手首から指先までの長さ、掌の幅、指の太さ…岩のような手からは想像もできない手際の良さだ。
両手分を測り終え、手のスケッチの横にサイズの数字を書いていく。
店に入った時の気怠さから一転、彼は鬼気迫る表情で、そして同時に目を輝かせていた。
この時、アニィが思い出したのは文具店の店主だった。
―――趣味で使うようなものを買う人が減っている―――
そう言って憂いていた彼の姿が、目の前の服飾店の店主に重なる。
いつ怪物に襲われるか判らないという恐怖から、自分の好きなことを諦めた人たちがいるという悲しみ。
その裏返しとも言える、何かを作れる喜びが、目の前の男の両目に光っていた。
と思っていた途端、店主はアニィを店の外に突然押し出した。
「今日は閉店だ」
「え…」
「住所はどこだ? 完成したら届ける」
その発言から、彼がただアニィを追い出したのではなく、これから手袋の制作にかかるのだと判った。
「ええと…旅をしてるんです。それで、これから依頼を受けるかもしれなくて、いつまでここにいるかも…」
「名前は?」
「アニィ・リムです…」
店の前の看板に閉店のプレートを掛けると、店のドアに鍵をかける前に一度振り向き、宣言する。
「お前がここにいる最中に完成させる。任せろ、最高の品質にしてやるからな」
アニィには判った。店主はずっと望んでいたのだ。全精力を傾け、最高の一点ものを作ることを。

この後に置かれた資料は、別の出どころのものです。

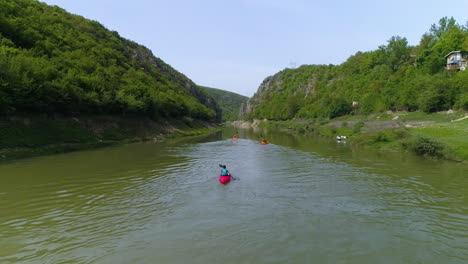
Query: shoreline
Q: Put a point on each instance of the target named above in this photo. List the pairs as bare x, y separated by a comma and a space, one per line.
442, 135
38, 135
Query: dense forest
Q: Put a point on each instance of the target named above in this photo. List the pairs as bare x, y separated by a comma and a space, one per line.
230, 103
396, 77
52, 61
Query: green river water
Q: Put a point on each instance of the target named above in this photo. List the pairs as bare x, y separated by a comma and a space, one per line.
297, 200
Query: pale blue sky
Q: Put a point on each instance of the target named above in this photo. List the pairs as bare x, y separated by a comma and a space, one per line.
233, 45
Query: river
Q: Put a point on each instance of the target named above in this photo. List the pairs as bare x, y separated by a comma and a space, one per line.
297, 200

夢を叶えられる人間がいる。己の望みを手にできる人間がいる。
真の自由を手に入れようとするアニィにとって、決して他人事ではなかった。
「お、お願いします! 是非…!」
「うむ」
そして店主はドアを閉め、鍵を掛けてカーテンも閉ざした。
アニィの背後からプリスが顔を出し、店を覗き込もうとする。
《強烈な人でしたねえ。今から作るんですか、あの手袋?》
「そうみたい」
そう答えるアニィは、どこか嬉しそうに笑っている。
店主の望みが叶うという事実に、アニィも喜びを隠せないのだろう。
とりあえずアニィの用事は済んだため、あとはパルとパッフを、そしてオーサーとダディフを待つことにした。